Wilmar Quinto decidió huir de los militares cuando no llevaba ni siquiera un mes con ellos. Su decepción se repitió después con el presidente Duque a quien le regaló un retrato, de lo cual se arrepintió.
Una pantera negra pisando dos fusiles cruzados es la insignia de algunos de los batallones de selva del Ejército, entre ellos el 54 que está ubicado en el caserío de Llano Rico en el Bajo Atrato chocoano. La habitual lluvia que adorna la cotidianidad en este olvidado rincón de Colombia pronto se convierte en una tormenta eléctrica que solo debería asustar a quienes estén en aguas del Golfo de Urabá a 66 kilómetros de distancia. Pero esa noche habrá dos temerosos en tierra.

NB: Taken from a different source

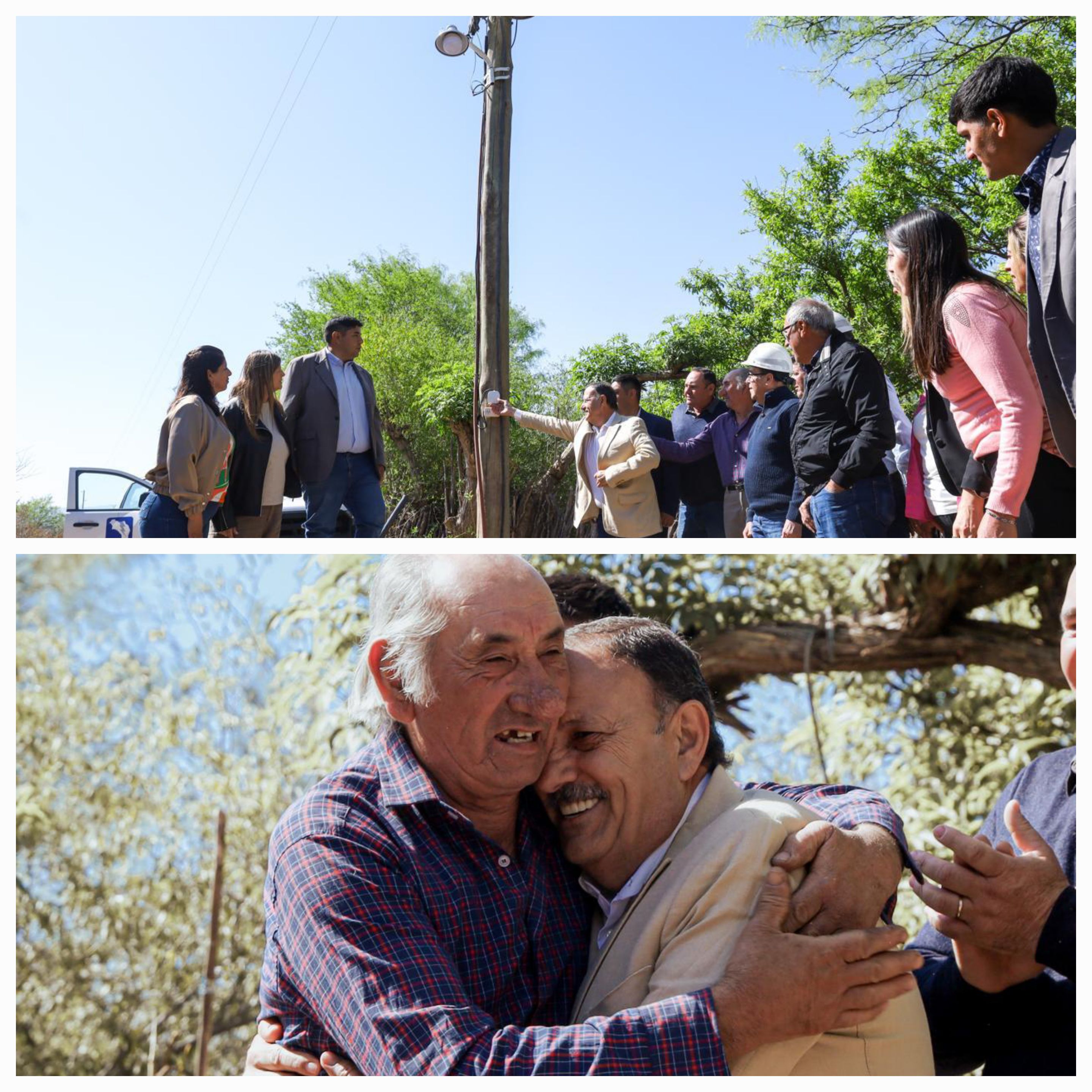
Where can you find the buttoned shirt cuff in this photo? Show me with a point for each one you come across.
(1057, 943)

Esta es una de las tantas bases militares que se establecieron, en las últimas dos décadas, en las regiones de mayor conflicto del país para combatir guerrillas o bandas criminales, y aunque la versión oficial da cuenta de que se instalaron por petición de los ciudadanos, líderes sociales de estos lugares argumentan todo lo contrario: que fueron impuestas contra su voluntad.

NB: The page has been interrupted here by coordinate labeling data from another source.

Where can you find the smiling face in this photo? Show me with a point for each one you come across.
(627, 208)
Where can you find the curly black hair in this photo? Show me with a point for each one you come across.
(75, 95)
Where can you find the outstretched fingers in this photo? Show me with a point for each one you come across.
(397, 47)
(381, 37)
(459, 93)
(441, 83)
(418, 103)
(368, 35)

Allí está de guardia el bisoño Wilmar Quinto, un joven de Apartadó que acaba de cumplir la mayoría de edad y está prestando servicio militar hace pocas semanas. Desprevenido por la lluvia y los relámpagos poco recuerda la instrucción que le habían dado para cuando empezaran a caer rayos y centellas y por eso casi lo parte uno. Encomendarse a “Santa Bárbara bendita” es la única respuesta que tienen religiosos y también supersticiosos ante ese fenómeno natural con el que no pueden hacer nada más que rezar; pero el joven y su compañero vigía durante esa noche sí que podían: solo tenían que permanecer alejados de una antena de comunicaciones que hay en la base para comunicarse con el batallón y evitar que la boca de fuego de sus fusiles mirara al cielo.

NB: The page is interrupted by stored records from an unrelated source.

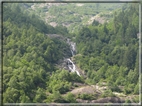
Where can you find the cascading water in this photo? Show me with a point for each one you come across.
(70, 62)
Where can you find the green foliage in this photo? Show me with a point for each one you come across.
(107, 93)
(70, 98)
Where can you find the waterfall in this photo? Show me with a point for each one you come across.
(72, 48)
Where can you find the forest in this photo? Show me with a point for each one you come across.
(107, 55)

En números sencillos, un rayo puede tener hasta 100 millones de voltios y se estima que el cuerpo humano tiene resistencia máxima de solo 250 voltios antes de que ocurra un paro respiratorio que sea letal, aunque claro que hay quienes sobreviven a estas descargas caídas del cielo. Cuando la tormenta de esa noche se hizo tan intensa, los destellos que alumbraban el cielo se vieron cada vez más cerca, pero Quinto no se percató de las recomendaciones; sin ningún problema se mantuvo al lado de la antena mientras los fusiles de ambos que atraían los relámpagos, seguían con la vista hacia la tormenta. Hasta que ¡zap! La chispa llegó hasta ellos.
“Brinqué y el corazón se me aceleró”, cuenta entre risas el distraído Wilmar. De eso ya han pasado ocho años y por fortuna fue lo más cerca que estuvo de la muerte en un oficio donde esa posibilidad ronda de forma recurrente y no precisamente por fenómenos naturales.
Una mañana mientras estaba pintando un dibujo frente a su casa, un grupo de militares pasó prometiendo el oro y el moro, allá, en esa región del Urabá donde escasean las oportunidades y abundan las necesidades. Wilmar no había terminado el bachillerato pero desde los siete años lo único que tenía claro era que quería ser artista y pintar lo que fuera para ganarse la vida. Los soldados, que tenían la misión de reclutar jóvenes, le aseguraron a él que si hacía parte de la tropa podría graduarse e incluso acceder a una carrera profesional para lograr su sueño. Cuando su pensamiento se traslada a ese día, se desaparece la blanca dentadura y con ella su recurrente sonrisa, el ceño se frunce y su mirada se pierde; no puede ocultar pensar que se lo llevaron con un engaño y que le llenaron la cabeza de mentiras, por decir lo menos.
Doña Marleny Chaverra, su mamá, cree que no es una buena idea verlo vestido de botas y camuflado; esa imagen es perturbadora para cualquier padre de familia que tenga tres dedos de frente y sabe lo que puede pasar, por lo que ella le hizo saber su inconformidad entre lágrimas. La angustia que sintió ella es probablemente la de la mayoría de otras 20 mil madres colombianas cada año, quienes ven partir a sus hijos hacia las Fuerzas Militares de un país que no consigue terminar la guerra, ni intensificándola ni firmando la paz. Y para colmo de males, de acuerdo a cifras proporcionadas por el Ministerio de Defensa, se estima que por lo menos 1.300 jóvenes murieron en casi treinta años mientras estaban prestando un servicio militar obligatorio, que de acuerdo a la percepción común de los colombianos, termina siéndolo en realidad para los más pobres.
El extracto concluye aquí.